Friday, September 09, 2011

LEAP OF FAITH

Larval Subjects on "writing and the anxiety of meaning":

Kierkegaard and Sartre were right: unless you take a “leap of faith” or simply choose despite the absolute contingency of your decision, you will never manage to write or produce work, whether you’re a philosopher, a social scientist, a scientist, an artist, a poet, and novelist, etc. Until you can accept the contingency of your decision and follow, as Badiou might say, the logic of its unjustifiable deductive fidelity, until you overcome your belief that there is an Other that “knows” and not just others that are navigating their way through the contingency of existence, you will never write. All you can do is throw your dice, maintain deductive fidelity to your decision, value your encounters, and hope for the best. You will never please everyone because, as Luhmann observes, every decision is contingent and could have been otherwise. Some will hate it, others will be mystified, others will love it, some will be indifferent. You will never know why they respond in these various ways, nor will you ever be able to make a move that pleases and appeals to everyone. The most paralyzing thing is always the belief that we know what others desire and our belief that there is someone out there that knows.

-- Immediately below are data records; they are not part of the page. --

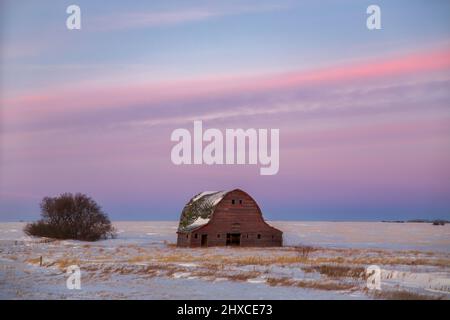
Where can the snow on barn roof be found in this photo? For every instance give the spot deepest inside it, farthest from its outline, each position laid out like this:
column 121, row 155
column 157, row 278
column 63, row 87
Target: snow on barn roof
column 198, row 211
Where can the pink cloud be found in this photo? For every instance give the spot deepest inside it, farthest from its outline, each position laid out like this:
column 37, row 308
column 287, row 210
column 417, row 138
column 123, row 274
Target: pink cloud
column 94, row 96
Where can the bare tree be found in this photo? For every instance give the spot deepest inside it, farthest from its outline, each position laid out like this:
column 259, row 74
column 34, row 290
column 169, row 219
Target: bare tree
column 71, row 216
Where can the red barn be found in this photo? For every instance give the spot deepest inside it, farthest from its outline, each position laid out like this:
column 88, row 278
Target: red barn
column 225, row 218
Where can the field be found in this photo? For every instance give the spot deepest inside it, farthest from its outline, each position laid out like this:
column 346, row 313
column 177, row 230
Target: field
column 320, row 260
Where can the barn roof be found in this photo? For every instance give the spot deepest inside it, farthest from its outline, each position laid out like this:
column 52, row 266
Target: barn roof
column 198, row 211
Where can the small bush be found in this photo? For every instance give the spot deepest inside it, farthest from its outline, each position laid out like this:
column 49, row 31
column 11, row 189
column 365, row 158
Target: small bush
column 71, row 216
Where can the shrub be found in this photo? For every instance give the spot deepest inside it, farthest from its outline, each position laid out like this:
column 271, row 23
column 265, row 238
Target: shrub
column 71, row 217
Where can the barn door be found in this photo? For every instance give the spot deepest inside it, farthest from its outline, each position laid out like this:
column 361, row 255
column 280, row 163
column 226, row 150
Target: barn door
column 204, row 240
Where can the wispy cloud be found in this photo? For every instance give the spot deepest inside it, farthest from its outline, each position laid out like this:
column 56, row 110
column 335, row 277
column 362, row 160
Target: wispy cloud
column 133, row 20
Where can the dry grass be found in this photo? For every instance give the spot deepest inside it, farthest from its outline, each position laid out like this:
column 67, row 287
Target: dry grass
column 304, row 251
column 243, row 276
column 65, row 262
column 337, row 271
column 403, row 295
column 313, row 284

All you can do is make your cut, make your distinction, and choose. We are always looking for masters, leaders, sovereigns, and priests that we believe “know” so as to extinguish the anxiety of the contingency of our choices. What we don’t recognize is that our very act of choosing these phallic priests and kings is our choice and that, as Sartre recognized in “Existentialism is a Humanism”, a way of transferring our decision to someone else even though that choice of someone whose voice can “speak truth for us” is still a voice that we chose. The tragedy is that our very desire for a father is also the source of the extinction of our ability to speak and act. We believe they’ve already done so in our stead. You must kill your mother and father to act and write.